[Date Prev][Date Next]
[Chronological]
[Thread]
[Top]
RE: back-meta (Was: (ITS#3971) slapo-glue dissolving after one query)
- To: "Perry Nguyen" <pfnguyen@best.com>
- Subject: RE: back-meta (Was: (ITS#3971) slapo-glue dissolving after one query)
- From: "Pierangelo Masarati" <ando@sys-net.it>
- Date: Tue, 30 Aug 2005 18:31:23 +0200 (CEST)
- Cc: openldap-software@OpenLDAP.org
- Importance: Normal
- In-reply-to: <200508301621.j7UGLlbn017852@ares.gofti.com>
- References: <430E4876.4060007@sys-net.it> <200508301621.j7UGLlbn017852@ares.gofti.com>
- User-agent: SquirrelMail/1.4.3a-1
> I don't think any of our emails made it to the list...
Well, a couple of them apparently did :)
>
>> -----Original Message-----
>> From: Pierangelo Masarati [mailto:ando@sys-net.it]
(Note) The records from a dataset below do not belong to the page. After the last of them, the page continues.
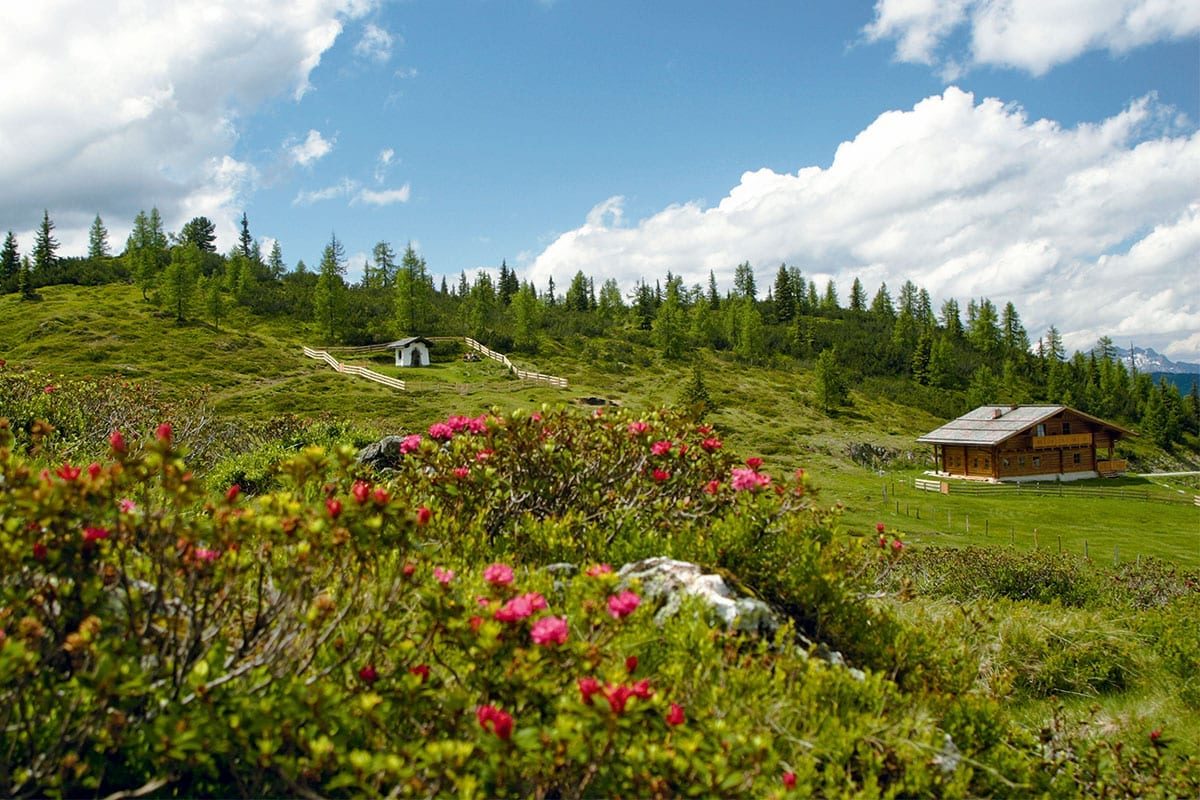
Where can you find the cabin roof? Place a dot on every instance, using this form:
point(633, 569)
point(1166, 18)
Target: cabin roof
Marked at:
point(991, 425)
point(400, 344)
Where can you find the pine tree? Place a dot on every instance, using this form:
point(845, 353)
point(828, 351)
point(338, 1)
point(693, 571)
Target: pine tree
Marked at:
point(10, 263)
point(857, 296)
point(179, 280)
point(45, 247)
point(785, 299)
point(245, 241)
point(97, 240)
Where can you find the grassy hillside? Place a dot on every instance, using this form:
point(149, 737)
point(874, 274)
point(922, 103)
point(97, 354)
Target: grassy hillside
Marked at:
point(253, 370)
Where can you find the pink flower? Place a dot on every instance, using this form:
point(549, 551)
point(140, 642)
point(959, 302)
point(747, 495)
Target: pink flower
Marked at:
point(520, 607)
point(495, 720)
point(623, 605)
point(67, 473)
point(549, 630)
point(499, 575)
point(588, 686)
point(95, 534)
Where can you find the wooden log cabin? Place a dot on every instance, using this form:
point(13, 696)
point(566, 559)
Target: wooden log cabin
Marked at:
point(1026, 443)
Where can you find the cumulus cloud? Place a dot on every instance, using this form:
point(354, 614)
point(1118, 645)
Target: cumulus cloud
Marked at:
point(112, 112)
point(312, 149)
point(965, 198)
point(1031, 35)
point(354, 193)
point(375, 44)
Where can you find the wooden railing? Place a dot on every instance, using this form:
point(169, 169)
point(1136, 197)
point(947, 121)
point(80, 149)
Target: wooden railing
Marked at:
point(1062, 440)
point(525, 374)
point(361, 372)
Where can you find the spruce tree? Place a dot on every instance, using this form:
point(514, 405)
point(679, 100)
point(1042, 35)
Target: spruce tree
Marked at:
point(45, 246)
point(97, 240)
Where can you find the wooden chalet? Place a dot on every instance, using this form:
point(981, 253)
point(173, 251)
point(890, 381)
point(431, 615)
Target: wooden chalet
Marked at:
point(1026, 443)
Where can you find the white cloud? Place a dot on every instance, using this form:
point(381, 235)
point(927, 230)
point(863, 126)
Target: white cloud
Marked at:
point(126, 106)
point(383, 162)
point(312, 149)
point(375, 44)
point(355, 193)
point(1075, 226)
point(384, 197)
point(1031, 35)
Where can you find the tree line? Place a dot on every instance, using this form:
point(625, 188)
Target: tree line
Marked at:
point(961, 358)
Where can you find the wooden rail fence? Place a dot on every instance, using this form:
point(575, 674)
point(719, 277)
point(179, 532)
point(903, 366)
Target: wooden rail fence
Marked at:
point(395, 383)
point(1048, 489)
point(361, 372)
point(523, 374)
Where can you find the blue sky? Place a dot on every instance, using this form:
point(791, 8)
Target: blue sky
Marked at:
point(1027, 150)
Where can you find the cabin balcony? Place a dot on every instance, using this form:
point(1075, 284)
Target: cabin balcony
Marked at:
point(1063, 440)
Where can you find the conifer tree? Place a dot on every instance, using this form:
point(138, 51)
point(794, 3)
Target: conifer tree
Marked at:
point(97, 240)
point(10, 263)
point(785, 298)
point(45, 246)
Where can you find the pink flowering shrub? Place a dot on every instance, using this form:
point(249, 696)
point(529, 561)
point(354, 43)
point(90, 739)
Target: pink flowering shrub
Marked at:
point(359, 635)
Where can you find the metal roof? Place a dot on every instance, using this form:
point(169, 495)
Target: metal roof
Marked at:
point(991, 425)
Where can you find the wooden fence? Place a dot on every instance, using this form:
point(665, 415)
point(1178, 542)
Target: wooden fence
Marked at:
point(361, 372)
point(1049, 489)
point(523, 374)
>> Sent: Thursday, August 25, 2005 3:39 PM
>> To: Perry Nguyen
>> Cc: 'openldap-software@openldap.org
>> Subject: Re: back-meta (Was: (ITS#3971) slapo-glue dissolving
>> after one query)
>>
>> Perry Nguyen wrote:
>>
>> >1, yes, this error still occurs when no gluing is going on,
>> I have the full
>> >loglevel -1 trace and commands used/input at
>> >http://w3.gofti.com/~pfnguyen/openldap/ldapsearch-bad-meta.txt
>> >
>> >
>> I haven't gone into details yet, but I believe this issue
>> with back-meta
>> may have been cured in current re23 (i.e. code candidate for
>> release as
>> next 2.3). Similar behavior was observed some time because
>> ldap_result() after asynchoronous bind was called with 0
>> timeout, i.e.
>> for a poll. This has been reported to result in a storm of
>> pollings. I
>> wonder if you can give it a quick try.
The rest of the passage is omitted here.